- #1

Cygnus_A

- 34

- 2

My ideal book would have some of these qualities:

- lots of applications, examples, problems and solutions (or available solutions)

- not focused on rigor

- interesting to read (maybe with some history too?)

- ideally it would prep me for jumping right into reading recent publications

- good for reference

And it would have some of these subjects:

- vector calculus, integration techniques (and/or other relevant calculus)

- complex analysis, conformal mappings, sums, series and sequences

- linear algebra, eigenvalues/vectors, rotations, tensors

- Fourier Analysis, Laplace Transforms

- linear and partial differential equations, Sturm-Liouville theory, Green's functions

- nonlinear dynamics, chaos, numerical methods, graph theory

- prob/stats, bayes stats and other useful stats (like markov chains, regression, etc)

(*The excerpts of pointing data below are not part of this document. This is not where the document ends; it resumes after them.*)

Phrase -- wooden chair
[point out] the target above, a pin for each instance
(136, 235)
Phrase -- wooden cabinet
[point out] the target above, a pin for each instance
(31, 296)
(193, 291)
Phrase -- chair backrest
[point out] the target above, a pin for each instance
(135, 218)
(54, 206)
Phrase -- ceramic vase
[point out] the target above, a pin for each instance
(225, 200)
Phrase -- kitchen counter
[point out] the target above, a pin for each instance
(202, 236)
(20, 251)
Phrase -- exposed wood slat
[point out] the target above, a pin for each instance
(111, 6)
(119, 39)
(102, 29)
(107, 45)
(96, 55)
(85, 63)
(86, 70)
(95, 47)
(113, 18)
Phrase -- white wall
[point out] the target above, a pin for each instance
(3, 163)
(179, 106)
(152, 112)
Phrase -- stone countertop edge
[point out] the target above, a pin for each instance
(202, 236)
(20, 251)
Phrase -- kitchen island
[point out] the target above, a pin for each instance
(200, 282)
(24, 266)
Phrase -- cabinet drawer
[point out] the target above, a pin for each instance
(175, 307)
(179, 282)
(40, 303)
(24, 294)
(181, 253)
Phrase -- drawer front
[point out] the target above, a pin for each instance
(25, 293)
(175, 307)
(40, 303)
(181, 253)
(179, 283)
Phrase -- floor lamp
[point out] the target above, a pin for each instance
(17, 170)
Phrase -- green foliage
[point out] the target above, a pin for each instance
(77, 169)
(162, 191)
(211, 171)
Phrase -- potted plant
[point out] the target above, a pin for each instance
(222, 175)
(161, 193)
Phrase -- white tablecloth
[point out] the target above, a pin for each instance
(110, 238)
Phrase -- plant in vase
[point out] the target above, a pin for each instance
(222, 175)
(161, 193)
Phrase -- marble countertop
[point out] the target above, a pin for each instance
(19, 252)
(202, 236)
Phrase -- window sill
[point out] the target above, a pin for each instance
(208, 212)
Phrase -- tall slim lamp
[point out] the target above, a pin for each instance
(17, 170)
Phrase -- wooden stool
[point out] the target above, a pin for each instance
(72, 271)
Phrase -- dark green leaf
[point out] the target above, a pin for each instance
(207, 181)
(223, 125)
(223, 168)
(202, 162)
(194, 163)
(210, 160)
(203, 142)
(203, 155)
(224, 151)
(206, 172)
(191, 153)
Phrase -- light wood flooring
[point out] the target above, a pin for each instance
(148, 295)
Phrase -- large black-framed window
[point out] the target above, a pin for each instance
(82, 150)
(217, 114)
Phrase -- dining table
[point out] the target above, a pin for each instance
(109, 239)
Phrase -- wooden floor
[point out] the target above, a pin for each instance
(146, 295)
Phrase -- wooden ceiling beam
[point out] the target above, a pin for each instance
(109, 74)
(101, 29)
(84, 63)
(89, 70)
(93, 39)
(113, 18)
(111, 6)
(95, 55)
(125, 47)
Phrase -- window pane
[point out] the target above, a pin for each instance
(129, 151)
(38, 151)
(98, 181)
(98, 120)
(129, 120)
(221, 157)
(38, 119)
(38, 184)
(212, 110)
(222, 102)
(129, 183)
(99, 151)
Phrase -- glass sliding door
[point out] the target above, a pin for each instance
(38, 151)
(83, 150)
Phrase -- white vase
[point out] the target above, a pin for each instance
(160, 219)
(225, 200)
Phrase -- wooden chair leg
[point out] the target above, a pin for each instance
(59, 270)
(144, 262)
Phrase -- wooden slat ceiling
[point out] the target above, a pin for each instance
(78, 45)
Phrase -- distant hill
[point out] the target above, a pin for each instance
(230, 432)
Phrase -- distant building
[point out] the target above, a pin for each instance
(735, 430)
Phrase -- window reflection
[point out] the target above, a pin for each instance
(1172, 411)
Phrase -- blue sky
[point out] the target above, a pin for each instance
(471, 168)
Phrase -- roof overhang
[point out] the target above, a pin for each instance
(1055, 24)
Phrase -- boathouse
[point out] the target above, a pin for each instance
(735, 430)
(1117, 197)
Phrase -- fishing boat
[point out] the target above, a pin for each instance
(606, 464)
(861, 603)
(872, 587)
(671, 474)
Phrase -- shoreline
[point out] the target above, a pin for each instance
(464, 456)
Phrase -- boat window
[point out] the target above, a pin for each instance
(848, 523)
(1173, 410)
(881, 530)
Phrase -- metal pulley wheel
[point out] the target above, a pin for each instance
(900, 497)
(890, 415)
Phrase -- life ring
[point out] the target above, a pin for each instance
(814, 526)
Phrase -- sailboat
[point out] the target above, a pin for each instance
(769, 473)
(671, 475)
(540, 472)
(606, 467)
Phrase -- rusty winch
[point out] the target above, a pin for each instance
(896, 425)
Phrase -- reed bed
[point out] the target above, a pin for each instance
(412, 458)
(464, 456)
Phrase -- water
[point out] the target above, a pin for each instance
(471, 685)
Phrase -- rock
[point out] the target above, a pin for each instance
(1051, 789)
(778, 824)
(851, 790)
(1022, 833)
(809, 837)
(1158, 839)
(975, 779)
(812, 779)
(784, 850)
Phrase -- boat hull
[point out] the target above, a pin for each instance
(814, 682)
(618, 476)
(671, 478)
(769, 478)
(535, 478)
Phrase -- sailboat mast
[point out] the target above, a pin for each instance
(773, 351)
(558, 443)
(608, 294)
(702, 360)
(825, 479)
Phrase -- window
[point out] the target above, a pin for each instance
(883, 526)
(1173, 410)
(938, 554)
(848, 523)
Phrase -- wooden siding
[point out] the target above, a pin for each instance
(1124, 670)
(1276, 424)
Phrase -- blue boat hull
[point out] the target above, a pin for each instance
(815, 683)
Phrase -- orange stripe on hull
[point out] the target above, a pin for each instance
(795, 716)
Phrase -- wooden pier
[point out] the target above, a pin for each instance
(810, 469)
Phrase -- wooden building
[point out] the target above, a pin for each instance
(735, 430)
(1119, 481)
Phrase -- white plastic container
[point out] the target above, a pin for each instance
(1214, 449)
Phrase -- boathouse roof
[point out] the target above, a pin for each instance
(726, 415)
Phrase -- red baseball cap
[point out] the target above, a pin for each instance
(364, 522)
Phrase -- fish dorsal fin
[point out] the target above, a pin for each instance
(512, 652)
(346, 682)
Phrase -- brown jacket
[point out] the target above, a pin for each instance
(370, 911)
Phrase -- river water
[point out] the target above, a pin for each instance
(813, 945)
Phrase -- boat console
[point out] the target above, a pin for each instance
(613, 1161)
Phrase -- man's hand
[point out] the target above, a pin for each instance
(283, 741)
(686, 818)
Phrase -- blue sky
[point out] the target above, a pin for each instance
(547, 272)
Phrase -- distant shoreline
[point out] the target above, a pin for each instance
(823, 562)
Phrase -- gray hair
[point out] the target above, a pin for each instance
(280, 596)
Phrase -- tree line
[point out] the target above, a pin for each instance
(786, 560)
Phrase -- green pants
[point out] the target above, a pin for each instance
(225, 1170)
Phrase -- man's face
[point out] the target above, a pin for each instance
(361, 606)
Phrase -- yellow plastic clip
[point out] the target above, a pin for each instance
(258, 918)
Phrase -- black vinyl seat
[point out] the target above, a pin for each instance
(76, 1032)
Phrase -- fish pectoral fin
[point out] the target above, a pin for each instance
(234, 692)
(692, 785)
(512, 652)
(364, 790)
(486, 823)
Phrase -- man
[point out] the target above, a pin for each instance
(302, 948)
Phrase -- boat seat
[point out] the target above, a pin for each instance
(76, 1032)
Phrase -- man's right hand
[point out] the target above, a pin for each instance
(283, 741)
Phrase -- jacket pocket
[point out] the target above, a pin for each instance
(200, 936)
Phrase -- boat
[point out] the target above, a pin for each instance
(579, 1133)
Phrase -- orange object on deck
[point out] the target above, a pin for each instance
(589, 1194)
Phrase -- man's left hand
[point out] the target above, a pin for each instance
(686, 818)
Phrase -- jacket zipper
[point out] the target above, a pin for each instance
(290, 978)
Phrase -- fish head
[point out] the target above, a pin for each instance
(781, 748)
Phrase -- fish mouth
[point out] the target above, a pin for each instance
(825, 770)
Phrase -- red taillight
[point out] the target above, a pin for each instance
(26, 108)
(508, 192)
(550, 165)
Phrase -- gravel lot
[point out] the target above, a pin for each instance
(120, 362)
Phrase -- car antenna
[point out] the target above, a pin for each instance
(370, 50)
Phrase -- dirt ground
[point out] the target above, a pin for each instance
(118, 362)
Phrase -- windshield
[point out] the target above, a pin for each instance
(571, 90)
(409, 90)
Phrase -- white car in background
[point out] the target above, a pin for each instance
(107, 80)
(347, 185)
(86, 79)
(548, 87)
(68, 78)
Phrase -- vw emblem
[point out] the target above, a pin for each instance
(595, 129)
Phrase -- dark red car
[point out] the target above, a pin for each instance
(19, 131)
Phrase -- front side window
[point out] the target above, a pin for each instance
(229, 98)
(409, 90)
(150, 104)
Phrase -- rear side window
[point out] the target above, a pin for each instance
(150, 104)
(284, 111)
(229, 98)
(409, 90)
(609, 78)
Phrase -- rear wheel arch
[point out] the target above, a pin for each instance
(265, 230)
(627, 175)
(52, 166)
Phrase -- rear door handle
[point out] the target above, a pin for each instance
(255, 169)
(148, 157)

- topology, differential geometry, group theory, renormalization and other advanced topics

Obviously that's a lot of material; it's not listed in any order of importance.

Does anybody have any suggestions?

The book I'm looking at right now is Mathematical Techniques by Jordan and Smith. It has quite a few of these subjects, but I want some better opinions. And if I didn't mention any particular positive aspect of a book for self-study (or an important modern subject), feel free to add your input. Also, I'm at the beginning half of grad school, if it makes a difference.